Todo voto é uma aposta. Ao depositá-lo na urna, acreditamos estar fazendo o melhor, o mais correto, o mais adequado, na expectativa de que nossa escolha ajude à coletividade e integre, desse modo, uma escolha coletiva. Eleições não decidem tudo, não podem resolver os problemas de nenhuma sociedade. Mas sempre contêm uma expectativa de arejamento, de mudança para melhor, de alcance de uma governança qualificada. Eleições não existem para agradar a todos. Há os que vencem e os que perdem, o que é bom para uns pode não ser bom para outros. Mas, quando transcorrem sem atropelos, é por meio delas que as sociedades processam seus conflitos.
Hoje, o voto é o principal recurso de que dispomos para virar uma página sombria da história brasileira.
Votar em Lula é, no mínimo, uma medida cautelar, uma manifestação de cuidado e preocupação com o Brasil. É uma aposta na democracia, na civilidade, na liberdade, na busca de igualdade. No futuro.
Artigo publicado em O Estado de S. Paulo, 22/10/2022, p. A7.
Ola Caro Professor, li hoje seu artigo ¨( votar pelo futuro), gostei muito da sua analise. Parabéns um grande abraço..
Obrigado, João!
Artigo perfeito , se o voto de cautela for para Bolsonaro.Por tudo dito pelo EX- presidiário ele sim é o perigo para a democracia .

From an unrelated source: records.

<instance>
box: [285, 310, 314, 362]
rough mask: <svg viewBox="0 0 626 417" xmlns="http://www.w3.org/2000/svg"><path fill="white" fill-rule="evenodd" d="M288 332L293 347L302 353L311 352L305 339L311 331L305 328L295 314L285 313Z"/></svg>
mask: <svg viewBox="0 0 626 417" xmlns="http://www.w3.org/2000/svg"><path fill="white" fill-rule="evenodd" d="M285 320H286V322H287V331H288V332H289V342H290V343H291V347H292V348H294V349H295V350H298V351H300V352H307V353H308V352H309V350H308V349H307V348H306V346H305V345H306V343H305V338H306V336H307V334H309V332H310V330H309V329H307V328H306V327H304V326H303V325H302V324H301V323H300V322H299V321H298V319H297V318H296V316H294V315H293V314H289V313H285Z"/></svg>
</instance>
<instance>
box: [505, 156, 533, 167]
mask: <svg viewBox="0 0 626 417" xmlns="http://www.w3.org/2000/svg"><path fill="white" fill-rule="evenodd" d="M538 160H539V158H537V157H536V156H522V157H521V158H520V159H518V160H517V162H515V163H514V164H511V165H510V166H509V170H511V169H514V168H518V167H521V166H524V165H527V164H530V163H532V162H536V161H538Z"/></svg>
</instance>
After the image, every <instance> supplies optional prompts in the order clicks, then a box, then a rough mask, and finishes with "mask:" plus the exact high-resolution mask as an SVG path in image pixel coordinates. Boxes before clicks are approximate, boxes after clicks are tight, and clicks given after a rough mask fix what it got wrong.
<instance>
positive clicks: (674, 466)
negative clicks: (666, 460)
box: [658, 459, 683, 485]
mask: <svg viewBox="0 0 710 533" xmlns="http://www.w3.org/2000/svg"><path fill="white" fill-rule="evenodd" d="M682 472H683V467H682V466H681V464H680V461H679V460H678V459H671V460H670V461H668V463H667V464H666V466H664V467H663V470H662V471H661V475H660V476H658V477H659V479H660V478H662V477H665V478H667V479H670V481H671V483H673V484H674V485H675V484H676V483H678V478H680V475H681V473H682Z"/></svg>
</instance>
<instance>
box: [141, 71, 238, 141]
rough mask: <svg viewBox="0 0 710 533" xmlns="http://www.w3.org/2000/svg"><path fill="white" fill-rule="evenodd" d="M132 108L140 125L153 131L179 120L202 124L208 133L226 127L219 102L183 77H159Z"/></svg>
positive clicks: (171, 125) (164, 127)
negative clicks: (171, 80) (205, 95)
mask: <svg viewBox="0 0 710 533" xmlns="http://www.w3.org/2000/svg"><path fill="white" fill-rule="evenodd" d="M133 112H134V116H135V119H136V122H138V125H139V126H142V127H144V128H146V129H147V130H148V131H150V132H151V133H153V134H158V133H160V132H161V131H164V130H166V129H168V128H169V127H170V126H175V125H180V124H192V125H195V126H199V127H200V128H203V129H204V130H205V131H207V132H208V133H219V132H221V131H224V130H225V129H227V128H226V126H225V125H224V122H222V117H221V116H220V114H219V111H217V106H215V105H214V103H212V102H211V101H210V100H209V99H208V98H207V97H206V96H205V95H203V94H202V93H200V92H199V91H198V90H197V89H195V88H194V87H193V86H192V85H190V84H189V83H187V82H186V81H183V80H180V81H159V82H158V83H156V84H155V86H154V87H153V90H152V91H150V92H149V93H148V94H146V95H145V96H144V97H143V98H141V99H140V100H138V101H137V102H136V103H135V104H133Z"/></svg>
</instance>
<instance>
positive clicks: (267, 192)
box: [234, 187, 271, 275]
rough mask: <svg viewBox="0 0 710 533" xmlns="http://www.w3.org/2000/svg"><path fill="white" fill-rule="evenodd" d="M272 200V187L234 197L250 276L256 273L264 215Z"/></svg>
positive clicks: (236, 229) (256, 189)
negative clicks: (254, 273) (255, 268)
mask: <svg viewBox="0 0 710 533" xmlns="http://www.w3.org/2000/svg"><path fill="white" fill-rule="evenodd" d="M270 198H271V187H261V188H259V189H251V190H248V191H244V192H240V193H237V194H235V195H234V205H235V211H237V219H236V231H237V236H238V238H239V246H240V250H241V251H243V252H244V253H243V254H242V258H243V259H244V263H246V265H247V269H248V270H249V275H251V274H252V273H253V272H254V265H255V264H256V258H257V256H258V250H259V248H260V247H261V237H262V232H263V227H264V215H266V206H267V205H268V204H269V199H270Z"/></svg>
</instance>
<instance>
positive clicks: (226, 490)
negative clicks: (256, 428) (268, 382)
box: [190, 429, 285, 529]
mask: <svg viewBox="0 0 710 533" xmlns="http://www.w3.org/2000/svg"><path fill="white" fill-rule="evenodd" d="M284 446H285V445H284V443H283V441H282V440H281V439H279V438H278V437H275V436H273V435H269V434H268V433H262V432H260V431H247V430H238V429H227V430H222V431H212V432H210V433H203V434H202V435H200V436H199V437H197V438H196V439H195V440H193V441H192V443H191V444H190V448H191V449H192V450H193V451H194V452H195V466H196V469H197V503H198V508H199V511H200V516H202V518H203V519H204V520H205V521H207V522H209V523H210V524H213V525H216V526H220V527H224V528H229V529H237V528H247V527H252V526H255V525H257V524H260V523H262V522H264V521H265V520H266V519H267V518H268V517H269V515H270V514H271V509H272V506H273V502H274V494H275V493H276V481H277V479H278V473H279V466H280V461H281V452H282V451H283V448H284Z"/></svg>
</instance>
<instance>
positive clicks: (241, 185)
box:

reflexão tardia: tinha que ter resolvido a fatura no primeiro turno, a despeito de Lula e do PT. Agora temos o choro sobre o leite derramado e os riscos que muitos de nós sabemos e não queríamos.
Bem, cada um faz o que pode. Quem devia ter resolvido a fatura era a campanha de Lula, não a minha reflexão. Você tem todo o direito de achá-la “tardia”, mas não pode responsabilizá-la por nada. Também tem o direito de chorar pelo leite derramado, e se possível deve procurar descobrir quem foi que o derramou.